To overcome chronic vegetation recovery failure in the Muli alpine mining permafrost (Qinghai-Tibet Plateau), this study investigates the synergistic effects of Effective Microorganisms (EM) inoculants and organic fertilizers on the vegetation-soil-fungus system. The aim is to decode the cascade responses enabling ecological rehabilitation under low-temperature and oligotrophic constraints.

Materials and methods

A three-year in situ trial (2022–2024) evaluated gradient combinations of EM inoculant (0.45–0.75 t·hm⁻²) and organic fertilizer (10–40 t·hm⁻²). Vegetation biomass, soil physicochemical properties, and fungal community dynamics were systematically monitored.

Results

The optimal combination (0.60 t·hm⁻² inoculant + 20.00 t·hm⁻² fertilizer, treatment Y2E2) increased vegetation biomass by 75.97%–84.02% and soil total nitrogen by > 68% compared to controls. This treatment restructured the fungal community, significantly increasing Shannon diversity by 15.87% and enhancing the abundance of saprotrophic Ascomycota while suppressing the pathogenic genus Fusarium.
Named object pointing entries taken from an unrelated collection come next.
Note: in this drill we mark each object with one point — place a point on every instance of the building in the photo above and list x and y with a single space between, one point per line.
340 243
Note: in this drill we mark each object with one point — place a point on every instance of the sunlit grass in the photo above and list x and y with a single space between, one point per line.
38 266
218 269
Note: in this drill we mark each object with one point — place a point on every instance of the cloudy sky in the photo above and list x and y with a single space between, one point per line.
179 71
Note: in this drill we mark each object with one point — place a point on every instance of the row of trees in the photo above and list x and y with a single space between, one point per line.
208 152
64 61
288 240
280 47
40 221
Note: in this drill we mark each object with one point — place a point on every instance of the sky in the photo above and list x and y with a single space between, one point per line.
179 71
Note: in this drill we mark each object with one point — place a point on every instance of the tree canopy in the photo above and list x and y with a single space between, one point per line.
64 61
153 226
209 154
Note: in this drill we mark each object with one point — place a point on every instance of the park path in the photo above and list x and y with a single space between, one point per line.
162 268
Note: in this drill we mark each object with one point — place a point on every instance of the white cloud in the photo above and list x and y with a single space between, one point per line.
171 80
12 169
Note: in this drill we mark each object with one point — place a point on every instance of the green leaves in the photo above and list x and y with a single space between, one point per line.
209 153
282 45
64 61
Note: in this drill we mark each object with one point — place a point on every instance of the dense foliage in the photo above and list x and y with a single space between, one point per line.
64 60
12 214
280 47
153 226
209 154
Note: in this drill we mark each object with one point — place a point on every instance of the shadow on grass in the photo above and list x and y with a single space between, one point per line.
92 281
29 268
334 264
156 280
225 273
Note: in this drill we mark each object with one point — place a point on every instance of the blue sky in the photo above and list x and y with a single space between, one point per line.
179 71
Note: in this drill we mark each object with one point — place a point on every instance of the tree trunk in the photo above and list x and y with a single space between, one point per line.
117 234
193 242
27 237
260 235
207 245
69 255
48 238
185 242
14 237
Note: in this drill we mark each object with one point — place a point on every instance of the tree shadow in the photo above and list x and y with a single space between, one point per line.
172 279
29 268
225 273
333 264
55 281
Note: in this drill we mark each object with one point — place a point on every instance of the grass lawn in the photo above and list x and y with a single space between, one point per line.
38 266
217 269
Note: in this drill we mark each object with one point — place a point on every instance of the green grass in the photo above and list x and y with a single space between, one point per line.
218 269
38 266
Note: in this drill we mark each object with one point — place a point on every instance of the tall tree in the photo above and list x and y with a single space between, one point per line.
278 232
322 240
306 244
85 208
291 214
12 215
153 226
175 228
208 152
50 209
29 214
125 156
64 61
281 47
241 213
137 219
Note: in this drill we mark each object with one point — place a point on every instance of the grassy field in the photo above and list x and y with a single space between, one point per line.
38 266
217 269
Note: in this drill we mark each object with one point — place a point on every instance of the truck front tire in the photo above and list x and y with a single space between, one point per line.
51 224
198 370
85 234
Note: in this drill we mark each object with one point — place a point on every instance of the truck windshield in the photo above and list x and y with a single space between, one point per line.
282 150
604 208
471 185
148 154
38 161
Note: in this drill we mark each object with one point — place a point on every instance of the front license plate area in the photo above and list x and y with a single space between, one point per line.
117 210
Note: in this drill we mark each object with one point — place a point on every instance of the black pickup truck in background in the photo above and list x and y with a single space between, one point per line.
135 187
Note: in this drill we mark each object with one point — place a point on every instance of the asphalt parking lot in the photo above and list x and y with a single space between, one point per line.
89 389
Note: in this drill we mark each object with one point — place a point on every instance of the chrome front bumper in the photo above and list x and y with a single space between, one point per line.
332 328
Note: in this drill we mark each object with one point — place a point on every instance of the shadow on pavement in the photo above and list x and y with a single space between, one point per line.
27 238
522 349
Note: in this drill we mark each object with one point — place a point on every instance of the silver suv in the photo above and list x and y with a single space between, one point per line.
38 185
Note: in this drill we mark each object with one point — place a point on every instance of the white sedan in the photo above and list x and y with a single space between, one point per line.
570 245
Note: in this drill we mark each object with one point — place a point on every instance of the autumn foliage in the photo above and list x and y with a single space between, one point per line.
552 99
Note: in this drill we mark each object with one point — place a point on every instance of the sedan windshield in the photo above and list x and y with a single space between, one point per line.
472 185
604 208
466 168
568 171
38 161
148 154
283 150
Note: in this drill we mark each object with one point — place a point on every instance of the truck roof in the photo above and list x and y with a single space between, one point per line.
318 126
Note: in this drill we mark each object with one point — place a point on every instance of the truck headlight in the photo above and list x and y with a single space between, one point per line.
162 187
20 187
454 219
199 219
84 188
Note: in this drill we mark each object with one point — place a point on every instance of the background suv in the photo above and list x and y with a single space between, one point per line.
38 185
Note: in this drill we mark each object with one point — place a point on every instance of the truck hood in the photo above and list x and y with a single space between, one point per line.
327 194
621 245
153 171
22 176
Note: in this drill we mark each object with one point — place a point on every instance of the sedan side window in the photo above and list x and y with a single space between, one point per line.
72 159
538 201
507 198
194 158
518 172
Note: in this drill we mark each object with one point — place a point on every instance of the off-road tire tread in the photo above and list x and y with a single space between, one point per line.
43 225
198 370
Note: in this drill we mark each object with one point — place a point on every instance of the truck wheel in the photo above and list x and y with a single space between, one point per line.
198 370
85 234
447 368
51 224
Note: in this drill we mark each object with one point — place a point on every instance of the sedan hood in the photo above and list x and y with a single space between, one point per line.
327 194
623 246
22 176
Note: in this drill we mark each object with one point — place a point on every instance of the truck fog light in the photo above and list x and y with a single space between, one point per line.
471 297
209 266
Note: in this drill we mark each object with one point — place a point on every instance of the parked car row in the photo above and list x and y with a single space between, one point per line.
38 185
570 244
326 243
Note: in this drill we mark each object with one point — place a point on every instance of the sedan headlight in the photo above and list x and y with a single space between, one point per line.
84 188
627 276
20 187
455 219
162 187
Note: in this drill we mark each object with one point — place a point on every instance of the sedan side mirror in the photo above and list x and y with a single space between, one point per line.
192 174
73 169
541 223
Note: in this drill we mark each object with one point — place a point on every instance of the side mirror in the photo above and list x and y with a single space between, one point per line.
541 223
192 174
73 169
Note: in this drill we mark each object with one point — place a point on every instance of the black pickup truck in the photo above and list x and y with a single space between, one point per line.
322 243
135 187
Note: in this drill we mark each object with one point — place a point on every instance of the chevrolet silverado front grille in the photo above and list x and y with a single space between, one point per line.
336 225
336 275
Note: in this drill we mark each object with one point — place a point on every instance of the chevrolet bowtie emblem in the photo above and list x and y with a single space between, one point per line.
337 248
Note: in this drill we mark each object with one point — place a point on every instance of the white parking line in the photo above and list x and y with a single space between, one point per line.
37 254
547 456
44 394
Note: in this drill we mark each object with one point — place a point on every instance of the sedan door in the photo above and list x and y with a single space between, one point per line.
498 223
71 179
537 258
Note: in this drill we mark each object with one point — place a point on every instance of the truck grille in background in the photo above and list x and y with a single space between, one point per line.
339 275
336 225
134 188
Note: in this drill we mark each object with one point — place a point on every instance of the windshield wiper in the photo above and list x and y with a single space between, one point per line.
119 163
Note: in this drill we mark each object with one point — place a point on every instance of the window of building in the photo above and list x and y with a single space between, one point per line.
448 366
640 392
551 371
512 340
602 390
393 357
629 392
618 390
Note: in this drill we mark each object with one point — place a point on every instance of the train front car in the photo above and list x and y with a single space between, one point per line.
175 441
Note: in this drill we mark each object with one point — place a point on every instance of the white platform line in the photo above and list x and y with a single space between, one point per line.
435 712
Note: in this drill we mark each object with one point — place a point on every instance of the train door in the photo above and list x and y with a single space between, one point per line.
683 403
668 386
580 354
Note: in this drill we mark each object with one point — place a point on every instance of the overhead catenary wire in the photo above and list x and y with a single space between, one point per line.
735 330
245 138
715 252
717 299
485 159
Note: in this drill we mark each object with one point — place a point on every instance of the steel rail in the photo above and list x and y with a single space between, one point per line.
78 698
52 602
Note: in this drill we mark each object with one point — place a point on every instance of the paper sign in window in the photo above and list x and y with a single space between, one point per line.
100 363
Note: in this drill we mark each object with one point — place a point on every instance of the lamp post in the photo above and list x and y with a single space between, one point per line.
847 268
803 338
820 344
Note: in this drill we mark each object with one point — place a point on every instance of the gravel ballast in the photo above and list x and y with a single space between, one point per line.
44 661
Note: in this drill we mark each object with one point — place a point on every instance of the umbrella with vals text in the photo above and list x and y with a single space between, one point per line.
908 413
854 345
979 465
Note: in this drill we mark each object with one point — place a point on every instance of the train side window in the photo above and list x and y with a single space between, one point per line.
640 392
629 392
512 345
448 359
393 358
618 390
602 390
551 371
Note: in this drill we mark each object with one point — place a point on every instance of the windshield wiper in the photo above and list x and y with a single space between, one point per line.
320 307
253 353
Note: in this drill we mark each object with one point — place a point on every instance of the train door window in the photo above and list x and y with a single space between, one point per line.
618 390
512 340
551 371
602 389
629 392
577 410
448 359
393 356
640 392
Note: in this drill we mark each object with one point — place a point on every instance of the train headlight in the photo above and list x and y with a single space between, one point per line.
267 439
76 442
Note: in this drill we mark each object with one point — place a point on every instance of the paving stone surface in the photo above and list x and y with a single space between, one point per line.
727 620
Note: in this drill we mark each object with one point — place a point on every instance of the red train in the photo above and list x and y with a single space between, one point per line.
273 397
Co-occurrence network analysis revealed that fertilization enhanced network connectivity and positive interactions (> 65%) among key taxa like Ascomycota and Basidiomycota. Structural equation modeling confirmed that plant-microbe interactions, driven by vegetation coverage (contribution: 69.30%), were the primary drivers of system recovery (β = 0.98).

Conclusions

The synergistic application of EM inoculants and organic fertilizers effectively alleviates “low-temperature-barrenness” constraints through pathogen suppression and accelerated nutrient turnover. The identified optimal combination (Y2E2) provides a theoretical paradigm and technical framework for microbial-directed regulation in permafrost mining area restoration.